Enseignante spécialisée, je suis chaque jour confrontée aux difficultés scolaires de nos élèves et je peux mesurer la pertinence et l’engagement de DSK en matière d’éducation lorsqu’il nous dit que :
« l’Education c’est décisif, et que ce doit être le 1er projet, le 1er sujet et le 1er budget ».
C’est au travers de propositions précises, fruit d’une réflexion engagée bien avant cette campagne qui a pesé dans l’élaboration du projet socialiste, que son action se concrétise :
- La prise en charge de la petite enfance par un service public pour permettre à tous d’acquérir le capital cognitif nécessaire à la vie.
- Le soutien personnalisé dès le cours préparatoire grâce à des enseignants supplémentaires pour prévenir l’échec scolaire.
- L’augmentation de l’encadrement scolaire dans les quartiers en difficulté en donnant plus à ceux qui ont moins.
Son action, cet été, au côté des Réseaux Education sans Frontières pour protéger les enfants sans-papiers scolarisé, menacés d’expulsion, nous prouve sa volonté de bâtir une société de confiance sans préjugés et sans discriminations.

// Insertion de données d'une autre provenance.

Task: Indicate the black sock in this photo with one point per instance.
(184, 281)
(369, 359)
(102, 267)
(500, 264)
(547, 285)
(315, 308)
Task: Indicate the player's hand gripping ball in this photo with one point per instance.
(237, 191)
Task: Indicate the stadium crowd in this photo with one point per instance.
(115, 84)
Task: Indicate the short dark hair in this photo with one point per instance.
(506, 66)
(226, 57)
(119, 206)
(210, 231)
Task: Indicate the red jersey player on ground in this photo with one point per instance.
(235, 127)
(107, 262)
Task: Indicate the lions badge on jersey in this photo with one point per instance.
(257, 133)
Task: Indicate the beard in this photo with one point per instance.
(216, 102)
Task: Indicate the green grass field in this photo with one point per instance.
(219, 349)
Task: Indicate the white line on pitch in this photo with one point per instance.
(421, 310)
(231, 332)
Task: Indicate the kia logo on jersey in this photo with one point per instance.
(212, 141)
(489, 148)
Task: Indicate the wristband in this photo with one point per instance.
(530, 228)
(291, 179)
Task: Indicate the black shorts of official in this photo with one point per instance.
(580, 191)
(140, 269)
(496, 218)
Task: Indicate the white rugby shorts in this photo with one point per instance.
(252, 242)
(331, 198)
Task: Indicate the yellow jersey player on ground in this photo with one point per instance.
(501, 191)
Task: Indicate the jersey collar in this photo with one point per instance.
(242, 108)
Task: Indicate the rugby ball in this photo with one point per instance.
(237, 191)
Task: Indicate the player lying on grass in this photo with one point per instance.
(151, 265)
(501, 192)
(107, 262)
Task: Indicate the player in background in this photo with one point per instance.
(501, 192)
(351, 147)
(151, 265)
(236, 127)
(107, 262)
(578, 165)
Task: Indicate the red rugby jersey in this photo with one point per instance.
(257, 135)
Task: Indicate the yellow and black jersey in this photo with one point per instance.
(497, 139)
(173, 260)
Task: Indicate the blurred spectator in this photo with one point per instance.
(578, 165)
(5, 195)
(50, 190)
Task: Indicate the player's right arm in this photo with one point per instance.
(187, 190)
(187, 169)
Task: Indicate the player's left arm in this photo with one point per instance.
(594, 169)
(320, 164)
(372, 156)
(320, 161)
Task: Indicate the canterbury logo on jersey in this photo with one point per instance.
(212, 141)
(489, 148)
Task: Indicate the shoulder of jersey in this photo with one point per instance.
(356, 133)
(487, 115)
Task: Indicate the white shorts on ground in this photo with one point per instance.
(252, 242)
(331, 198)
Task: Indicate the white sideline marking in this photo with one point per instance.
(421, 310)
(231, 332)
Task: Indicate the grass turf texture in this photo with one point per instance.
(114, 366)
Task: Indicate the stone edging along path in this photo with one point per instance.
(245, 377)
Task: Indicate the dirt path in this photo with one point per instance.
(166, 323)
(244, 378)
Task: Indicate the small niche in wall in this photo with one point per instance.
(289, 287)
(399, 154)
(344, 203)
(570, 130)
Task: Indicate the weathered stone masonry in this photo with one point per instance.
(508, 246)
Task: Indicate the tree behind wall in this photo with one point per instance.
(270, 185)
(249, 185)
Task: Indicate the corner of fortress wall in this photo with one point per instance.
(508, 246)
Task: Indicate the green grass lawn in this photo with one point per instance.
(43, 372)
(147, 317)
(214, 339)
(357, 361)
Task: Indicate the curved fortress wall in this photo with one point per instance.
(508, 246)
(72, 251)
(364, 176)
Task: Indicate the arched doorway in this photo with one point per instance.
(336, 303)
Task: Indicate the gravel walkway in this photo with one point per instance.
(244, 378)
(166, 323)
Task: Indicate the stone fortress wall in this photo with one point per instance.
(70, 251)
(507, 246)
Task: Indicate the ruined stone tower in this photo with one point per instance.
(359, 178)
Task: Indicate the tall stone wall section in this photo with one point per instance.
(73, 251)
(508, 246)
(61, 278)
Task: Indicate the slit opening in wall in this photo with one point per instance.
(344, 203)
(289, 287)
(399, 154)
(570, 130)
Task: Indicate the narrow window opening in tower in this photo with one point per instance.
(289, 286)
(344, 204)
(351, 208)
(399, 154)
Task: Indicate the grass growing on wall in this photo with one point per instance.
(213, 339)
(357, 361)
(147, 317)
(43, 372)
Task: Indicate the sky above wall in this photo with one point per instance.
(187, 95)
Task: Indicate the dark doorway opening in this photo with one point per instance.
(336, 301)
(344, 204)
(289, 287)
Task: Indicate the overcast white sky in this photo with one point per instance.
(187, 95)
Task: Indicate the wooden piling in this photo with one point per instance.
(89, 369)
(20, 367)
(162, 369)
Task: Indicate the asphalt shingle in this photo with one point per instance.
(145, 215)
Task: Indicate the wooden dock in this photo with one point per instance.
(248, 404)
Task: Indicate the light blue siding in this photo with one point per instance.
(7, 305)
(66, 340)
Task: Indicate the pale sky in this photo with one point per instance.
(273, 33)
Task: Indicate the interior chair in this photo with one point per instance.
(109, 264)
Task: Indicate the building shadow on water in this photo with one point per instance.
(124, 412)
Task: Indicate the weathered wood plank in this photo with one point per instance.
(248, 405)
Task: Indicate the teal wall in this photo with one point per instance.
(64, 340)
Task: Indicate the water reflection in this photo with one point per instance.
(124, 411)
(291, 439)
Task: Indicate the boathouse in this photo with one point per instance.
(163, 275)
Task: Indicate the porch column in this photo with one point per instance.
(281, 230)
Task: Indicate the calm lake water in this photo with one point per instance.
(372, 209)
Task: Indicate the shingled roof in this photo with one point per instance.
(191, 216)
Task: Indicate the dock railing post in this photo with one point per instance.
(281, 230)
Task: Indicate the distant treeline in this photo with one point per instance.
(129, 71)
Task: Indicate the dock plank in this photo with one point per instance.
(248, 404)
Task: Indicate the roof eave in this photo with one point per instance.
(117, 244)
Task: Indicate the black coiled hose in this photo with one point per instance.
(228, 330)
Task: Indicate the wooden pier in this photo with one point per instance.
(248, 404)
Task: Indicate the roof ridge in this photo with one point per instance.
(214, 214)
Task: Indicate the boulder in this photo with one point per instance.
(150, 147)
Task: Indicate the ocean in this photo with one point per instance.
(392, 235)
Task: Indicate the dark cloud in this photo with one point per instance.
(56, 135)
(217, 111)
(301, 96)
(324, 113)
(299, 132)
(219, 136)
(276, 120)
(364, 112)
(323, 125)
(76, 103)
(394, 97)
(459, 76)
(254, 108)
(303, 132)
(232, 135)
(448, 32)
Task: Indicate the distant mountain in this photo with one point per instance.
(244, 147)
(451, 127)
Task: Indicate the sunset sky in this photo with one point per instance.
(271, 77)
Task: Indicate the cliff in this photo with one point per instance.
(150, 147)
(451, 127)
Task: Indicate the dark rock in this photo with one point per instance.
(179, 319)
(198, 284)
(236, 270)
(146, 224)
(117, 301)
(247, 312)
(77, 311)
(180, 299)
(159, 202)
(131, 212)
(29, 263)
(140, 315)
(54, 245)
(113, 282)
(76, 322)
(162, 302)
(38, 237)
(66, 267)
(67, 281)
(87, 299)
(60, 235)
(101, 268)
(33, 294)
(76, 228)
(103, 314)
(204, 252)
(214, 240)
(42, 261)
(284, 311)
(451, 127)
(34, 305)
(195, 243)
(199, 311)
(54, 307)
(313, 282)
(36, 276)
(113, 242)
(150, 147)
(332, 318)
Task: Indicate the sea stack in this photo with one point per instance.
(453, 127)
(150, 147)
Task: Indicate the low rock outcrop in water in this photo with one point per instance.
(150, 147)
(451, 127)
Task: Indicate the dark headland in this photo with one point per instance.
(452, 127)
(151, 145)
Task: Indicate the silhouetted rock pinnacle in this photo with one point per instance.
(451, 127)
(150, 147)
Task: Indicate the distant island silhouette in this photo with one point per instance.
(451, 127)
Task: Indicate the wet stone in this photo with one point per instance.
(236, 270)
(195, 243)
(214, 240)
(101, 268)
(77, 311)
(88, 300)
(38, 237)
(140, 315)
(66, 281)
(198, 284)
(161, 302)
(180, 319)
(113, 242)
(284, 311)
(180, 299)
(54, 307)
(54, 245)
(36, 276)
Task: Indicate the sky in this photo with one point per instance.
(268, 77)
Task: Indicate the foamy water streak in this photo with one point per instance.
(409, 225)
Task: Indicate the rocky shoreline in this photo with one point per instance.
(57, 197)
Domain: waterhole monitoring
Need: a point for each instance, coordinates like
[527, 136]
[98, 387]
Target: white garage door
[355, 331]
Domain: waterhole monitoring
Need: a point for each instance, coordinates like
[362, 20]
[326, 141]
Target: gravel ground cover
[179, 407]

Enfin, le défi de la formation ne se limite pas aux jeunes enfants et la volonté de DSK est tout aussi déterminée pour redonner à nos Universités la dimension internationale qu’elles ont perdue . Le retard pris dans le financement de la Recherche et l’organisation archaïque de notre système universitaire nous affaiblissent et nous éloignent de la société de la connaissance, clé du notre futur .
Passer de l’égalité formelle à l’égalité réelle en concentrant les moyens pédagogiques vers ceux qui en ont le plus besoin, voilà des réponses pour lutter contre les inégalités territoriales dont les enfants sont les premières victimes.